The Deutsche Börse Group and Eurex Clearing have together issued a white paper on “How central counter-parties strengthen the safety and integrity of financial markets.”
The paper makes some now familiar arguments, though it makes them more thoroughly than is usually the case. Let’s work through them and learn what we can.
In the Beginning
The argument begins with the annus horribilis, 2008. There were three reasons why that year was so horrible, according to the authors of this paper: excessive risk taking, the interconnectedness of the market participants, and insufficient collateralization. The essential argument of the paper is that CCPs render unlikely a repeat performance, because CCPs serve as transparent and independent risk managers.
The paper “also stresses the pre-requisites for CCPs to perform their important function,” such as the highest quality standards for their own operations and governance, as set out in EMIR.
In the first chapter, the authors outline the regulatory initiatives that have made the world – and will continue to make the world – a place rather different from what it was in 2008-09.
With regard to IOSCO-related regulations/principles alone there are three boxes. In timeline order from left to right they are:
[The above boxes are adapted from the white paper’s Exhibit 1.]
To decode the acronyms quickly: IOSCO, International Organization of Securities Commissions; CPSS, Committee on Payment and Settlement Systems; BCBS, Basel Committee on Banking Supervision.
Moving to a national/regional level: the U.S. Congress passed the Dodd-Frank Act in 2010, creating a clearing obligation for standardized OTC derivatives. This Act bifurcated regulatory responsibility between the Securities and Exchange Commission on the one hand and the Commodity Futures Trading Commission on the other. The bifurcation is from a high altitude a simple one. The CFTC is to regulate swaps, swap dealers and major swap dealers insofar as they are not securities-based: the SEC takes over insofar as they are.

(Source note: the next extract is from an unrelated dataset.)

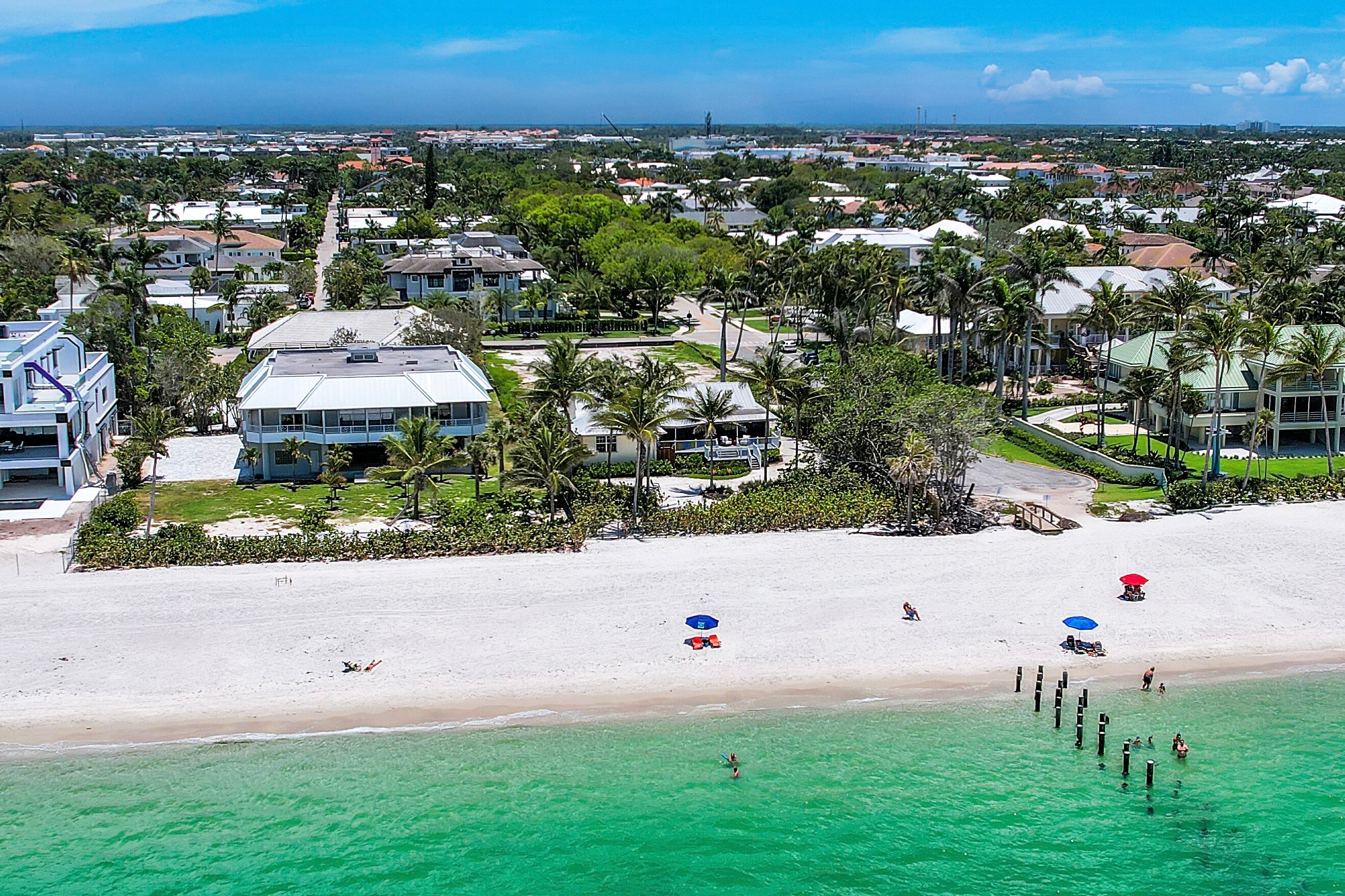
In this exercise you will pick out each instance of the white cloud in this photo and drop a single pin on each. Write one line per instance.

In 2012, a new regulation of the European Parliament came into force. Known as the European Market Infrastructure Regulation (EMIR), its provisions depended on the development of regulatory technical standards and implementing technical standards, and these RTS/ITS’ took some time to come online. Certain of them that came into force in March 2013 related to the clearing obligation, risk mitigation techniques, and registration of trade repositories.
The clearing obligation of standardized ORC derivatives will in turn come into force via EMIR next year, 2015.
Later still, in 2017, MiFID II and MiFIR will require higher transparency of the OTC derivatives market.
Enthusiasm and Memory
The authors, enthusiasts for the benefits of central clearing, invoke the failure of AIG in particular as an object lesson.
“Due to diverging incentives,” they write, “AIG suffered from a lack of risk management skills. In August 2007, Joseph J. Cassano, Head of AIG Financial Products Division, stated that ‘it is hard for us, without being flippant, to even see a scenario within any kind of realm of reason that would see us losing one dollar in any of these transactions’” [i.e. a derivatives portfolio in the FP Division with a notional value of $2.7 trillion.]
They do not believe, though, that the excessive risk of that portfolio, especially the credit default swap portion thereof, can be attributed solely to the failure of internal risk management. The context was one of bilateral counterparties who “did not require appropriate collateralization of CDS transactions, given AIG’s AAA credit rating.” That is precisely what a CCP would add.
But by the third chapter the white paper raises a critical question: won’t the CCP’s themselves in a not-distant scenario simply become in turn the “too big to fail” institutions that could come under stress. Are they all that different from the AIGs or Bear Stearns’ of the world?
The authors don’t take any such parallel very seriously. After all, a CCP “does not take on proprietary risk and reflects the risk exposure by neutral valuation and prudent collateralization.” And there is always the calming prospect of multilateral netting.
One related question that these enthusiasts don’t seem to have addressed adequately, though, is the matter of collateral shock. If everyone needs to post the same assets as collateral with the same CCPs, then isn’t it clear that the market value of those assets will be arbitrarily inflated, with a range of distortive consequences?